Importance of abscisic acid and zeatin nucleosides for the nitrate-induced cadmium hyperaccumulation in Populus roots

Abstract

The poplar root system efficiently accumulates cadmium (Cd), which is a heavy metal pollutant in soil. The regulatory effects of various forms of nitrogen on the absorption and accumulation of Cd in roots and the underlying mechanisms remain unclear. This study investigated the effects of diverse nitrogen forms on Cd accumulation in young poplar seedling roots. The 3 mM nitrate treatment resulted in the highest root Cd levels and root weights. Examinations of physiological parameters and hormone contents as well as an untargeted metabolomic analysis indicated that the nitrogen application influenced antioxidant systems, osmoregulation, nitrogen assimilation, primary metabolic processes, and hormone metabolism. The transcriptome sequencing analysis identified key genes encoding regulators of different processes.
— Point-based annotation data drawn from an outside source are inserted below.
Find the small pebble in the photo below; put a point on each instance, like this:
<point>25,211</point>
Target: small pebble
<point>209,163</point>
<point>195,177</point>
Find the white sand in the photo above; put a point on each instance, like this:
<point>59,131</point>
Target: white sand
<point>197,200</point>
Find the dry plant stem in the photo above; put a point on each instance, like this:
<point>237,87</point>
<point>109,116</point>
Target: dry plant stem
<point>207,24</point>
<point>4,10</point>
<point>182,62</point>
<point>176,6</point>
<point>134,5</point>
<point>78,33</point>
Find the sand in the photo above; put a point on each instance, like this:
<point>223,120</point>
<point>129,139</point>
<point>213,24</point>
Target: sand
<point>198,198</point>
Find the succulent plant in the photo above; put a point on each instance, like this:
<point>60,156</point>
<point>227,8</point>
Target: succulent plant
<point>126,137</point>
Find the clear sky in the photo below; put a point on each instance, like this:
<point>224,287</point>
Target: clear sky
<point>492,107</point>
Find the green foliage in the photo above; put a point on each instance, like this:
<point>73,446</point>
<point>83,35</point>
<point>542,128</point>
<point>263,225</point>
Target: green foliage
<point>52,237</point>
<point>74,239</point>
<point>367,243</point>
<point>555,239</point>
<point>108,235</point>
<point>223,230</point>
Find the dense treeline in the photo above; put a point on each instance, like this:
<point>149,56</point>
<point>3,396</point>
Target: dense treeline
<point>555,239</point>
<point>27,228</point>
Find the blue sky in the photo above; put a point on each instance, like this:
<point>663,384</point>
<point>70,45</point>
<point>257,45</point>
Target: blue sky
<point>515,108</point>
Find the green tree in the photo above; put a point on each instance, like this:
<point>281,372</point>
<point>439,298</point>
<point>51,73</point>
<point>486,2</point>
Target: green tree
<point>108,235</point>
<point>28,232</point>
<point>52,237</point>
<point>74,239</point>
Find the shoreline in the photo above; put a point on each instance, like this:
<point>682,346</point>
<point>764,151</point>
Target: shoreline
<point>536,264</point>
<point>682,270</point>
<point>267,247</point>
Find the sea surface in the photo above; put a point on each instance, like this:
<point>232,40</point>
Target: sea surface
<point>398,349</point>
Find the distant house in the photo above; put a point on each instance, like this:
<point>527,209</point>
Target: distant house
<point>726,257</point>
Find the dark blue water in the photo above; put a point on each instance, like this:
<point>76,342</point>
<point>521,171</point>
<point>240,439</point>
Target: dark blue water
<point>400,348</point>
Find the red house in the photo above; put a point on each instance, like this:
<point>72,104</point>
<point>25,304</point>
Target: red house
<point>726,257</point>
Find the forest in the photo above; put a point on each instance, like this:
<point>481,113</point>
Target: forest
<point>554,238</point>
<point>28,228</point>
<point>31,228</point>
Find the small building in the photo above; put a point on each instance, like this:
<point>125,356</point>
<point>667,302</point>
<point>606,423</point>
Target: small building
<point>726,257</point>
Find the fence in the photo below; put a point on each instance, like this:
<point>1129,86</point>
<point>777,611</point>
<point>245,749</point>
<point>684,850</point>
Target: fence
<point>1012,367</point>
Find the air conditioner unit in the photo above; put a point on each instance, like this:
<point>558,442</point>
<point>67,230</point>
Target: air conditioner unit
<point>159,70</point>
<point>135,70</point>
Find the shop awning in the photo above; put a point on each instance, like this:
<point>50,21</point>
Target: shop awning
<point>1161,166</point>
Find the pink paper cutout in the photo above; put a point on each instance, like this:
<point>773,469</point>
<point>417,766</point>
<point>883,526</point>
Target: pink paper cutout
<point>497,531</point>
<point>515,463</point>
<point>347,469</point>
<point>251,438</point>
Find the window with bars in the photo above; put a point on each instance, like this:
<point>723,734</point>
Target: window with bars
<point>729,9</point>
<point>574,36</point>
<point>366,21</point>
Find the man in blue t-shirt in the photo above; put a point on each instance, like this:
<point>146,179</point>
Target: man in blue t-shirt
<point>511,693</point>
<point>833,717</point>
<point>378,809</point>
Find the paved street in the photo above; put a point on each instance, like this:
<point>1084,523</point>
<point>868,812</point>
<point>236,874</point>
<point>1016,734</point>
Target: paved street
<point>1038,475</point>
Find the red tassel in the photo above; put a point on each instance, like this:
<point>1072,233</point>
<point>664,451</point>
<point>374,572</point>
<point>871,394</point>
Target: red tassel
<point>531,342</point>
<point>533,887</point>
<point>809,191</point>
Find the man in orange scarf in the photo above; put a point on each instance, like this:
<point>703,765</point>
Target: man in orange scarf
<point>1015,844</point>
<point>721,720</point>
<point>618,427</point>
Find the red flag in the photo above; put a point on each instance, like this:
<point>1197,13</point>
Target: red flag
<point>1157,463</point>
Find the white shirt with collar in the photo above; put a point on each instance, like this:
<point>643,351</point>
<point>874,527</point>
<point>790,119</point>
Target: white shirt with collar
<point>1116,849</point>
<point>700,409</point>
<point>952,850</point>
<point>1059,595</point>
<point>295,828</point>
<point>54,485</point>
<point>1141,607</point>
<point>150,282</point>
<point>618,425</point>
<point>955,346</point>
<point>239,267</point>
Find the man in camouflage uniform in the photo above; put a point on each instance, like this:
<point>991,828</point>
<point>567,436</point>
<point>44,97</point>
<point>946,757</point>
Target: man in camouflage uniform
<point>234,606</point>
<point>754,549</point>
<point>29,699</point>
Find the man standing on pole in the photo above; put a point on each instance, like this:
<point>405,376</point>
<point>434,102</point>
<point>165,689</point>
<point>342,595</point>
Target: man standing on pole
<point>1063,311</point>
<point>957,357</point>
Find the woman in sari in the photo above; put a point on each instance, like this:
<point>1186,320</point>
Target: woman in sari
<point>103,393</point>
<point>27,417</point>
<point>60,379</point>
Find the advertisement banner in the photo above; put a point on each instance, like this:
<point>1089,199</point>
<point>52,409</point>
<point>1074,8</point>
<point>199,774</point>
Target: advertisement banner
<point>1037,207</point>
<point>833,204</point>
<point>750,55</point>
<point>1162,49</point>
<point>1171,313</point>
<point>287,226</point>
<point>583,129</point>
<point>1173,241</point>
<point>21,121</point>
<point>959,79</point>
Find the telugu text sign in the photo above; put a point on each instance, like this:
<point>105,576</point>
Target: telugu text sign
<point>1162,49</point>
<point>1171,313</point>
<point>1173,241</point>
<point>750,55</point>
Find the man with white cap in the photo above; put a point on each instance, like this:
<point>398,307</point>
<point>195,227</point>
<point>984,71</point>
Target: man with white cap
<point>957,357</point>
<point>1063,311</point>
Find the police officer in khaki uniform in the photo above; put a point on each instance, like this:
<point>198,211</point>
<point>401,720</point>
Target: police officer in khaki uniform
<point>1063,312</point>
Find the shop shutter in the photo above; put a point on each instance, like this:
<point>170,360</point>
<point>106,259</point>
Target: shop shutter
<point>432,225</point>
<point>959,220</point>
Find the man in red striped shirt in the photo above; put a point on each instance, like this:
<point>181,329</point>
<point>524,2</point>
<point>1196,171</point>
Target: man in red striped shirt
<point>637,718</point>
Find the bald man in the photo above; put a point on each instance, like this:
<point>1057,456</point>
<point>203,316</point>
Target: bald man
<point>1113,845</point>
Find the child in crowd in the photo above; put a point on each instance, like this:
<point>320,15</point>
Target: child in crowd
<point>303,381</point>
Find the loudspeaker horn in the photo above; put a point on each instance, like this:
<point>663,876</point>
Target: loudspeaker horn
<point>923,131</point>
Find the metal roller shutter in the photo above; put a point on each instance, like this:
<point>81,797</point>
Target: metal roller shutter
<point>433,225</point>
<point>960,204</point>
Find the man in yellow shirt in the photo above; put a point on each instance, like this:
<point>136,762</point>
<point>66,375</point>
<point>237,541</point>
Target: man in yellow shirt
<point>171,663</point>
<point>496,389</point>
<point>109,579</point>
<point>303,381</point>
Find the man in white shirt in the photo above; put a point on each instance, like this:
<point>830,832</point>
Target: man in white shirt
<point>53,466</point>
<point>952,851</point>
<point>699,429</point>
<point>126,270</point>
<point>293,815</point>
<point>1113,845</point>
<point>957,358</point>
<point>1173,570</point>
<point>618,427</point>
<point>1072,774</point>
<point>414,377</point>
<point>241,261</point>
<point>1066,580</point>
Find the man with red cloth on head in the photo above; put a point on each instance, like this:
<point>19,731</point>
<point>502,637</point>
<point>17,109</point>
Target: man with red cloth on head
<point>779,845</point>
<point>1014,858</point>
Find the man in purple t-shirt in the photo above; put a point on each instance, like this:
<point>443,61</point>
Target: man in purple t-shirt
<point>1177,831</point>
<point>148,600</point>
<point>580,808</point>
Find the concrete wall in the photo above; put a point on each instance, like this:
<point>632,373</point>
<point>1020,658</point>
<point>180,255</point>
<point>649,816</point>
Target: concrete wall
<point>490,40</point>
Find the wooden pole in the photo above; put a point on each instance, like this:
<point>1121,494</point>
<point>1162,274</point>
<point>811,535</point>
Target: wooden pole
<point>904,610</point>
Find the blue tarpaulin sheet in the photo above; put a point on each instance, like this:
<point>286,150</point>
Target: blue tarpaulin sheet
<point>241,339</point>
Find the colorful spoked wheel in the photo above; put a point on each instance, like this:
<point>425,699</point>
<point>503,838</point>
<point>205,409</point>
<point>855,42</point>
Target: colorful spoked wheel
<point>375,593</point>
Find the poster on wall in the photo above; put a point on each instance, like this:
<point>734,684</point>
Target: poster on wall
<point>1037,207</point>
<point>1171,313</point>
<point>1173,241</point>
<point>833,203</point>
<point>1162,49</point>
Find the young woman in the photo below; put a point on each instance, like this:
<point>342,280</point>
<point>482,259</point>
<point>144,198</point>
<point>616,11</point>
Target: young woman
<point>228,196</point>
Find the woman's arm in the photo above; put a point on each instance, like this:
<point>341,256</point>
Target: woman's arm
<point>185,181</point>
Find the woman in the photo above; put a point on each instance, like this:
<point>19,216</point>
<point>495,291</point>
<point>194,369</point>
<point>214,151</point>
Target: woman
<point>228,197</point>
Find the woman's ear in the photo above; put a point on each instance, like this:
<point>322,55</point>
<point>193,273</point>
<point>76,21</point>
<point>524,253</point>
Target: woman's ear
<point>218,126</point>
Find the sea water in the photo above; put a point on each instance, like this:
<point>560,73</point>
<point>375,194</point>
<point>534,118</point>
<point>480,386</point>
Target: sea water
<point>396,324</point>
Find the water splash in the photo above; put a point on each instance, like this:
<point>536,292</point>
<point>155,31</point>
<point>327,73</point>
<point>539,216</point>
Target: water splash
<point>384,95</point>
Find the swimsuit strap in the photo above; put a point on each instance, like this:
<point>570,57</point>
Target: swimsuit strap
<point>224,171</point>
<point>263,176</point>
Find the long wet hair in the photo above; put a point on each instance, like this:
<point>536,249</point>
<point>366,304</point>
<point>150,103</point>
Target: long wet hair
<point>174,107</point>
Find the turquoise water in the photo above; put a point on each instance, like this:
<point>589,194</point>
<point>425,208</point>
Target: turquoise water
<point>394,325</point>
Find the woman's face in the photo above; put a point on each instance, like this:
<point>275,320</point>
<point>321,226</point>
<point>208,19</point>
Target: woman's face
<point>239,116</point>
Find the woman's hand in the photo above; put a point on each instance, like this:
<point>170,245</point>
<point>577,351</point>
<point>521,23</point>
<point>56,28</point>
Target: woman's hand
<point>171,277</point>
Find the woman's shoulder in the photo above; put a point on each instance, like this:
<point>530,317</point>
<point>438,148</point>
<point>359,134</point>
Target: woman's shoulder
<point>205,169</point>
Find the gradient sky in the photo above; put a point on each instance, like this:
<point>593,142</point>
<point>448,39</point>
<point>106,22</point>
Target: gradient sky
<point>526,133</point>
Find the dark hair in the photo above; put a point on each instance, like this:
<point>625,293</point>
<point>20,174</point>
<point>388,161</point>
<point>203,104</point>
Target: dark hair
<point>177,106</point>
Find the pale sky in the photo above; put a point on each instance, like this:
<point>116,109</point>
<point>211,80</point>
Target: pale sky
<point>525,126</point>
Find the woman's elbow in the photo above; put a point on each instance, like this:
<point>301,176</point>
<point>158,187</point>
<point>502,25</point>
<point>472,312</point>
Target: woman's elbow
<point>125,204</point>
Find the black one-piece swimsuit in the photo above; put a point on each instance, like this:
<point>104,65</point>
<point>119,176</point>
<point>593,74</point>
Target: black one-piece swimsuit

The Spearman correlation analysis and random forest modeling showed that the nitrate-induced Cd accumulation in young poplar seedling roots was associated with abscisic acid and zeatin riboside. According to the weighted gene co-expression network analysis, abscisic acid regulated diverse pathways, including those associated with glutathione metabolism, the tricarboxylic acid cycle, and amino acid synthesis, whereas zeatin riboside controlled pathways related to starch and sucrose metabolism, glycolysis, secondary metabolite synthesis, ascorbic acid and aldehyde metabolism, and arginine and proline metabolism. Hence, nitrate nitrogen significantly enhances the accumulation of Cd in poplar roots, with abscisic acid and zeatin riboside playing crucial roles in this process. The study findings may be useful for breeding Cd-hyperaccumulating varieties and for remediating Cd-polluted agricultural fields.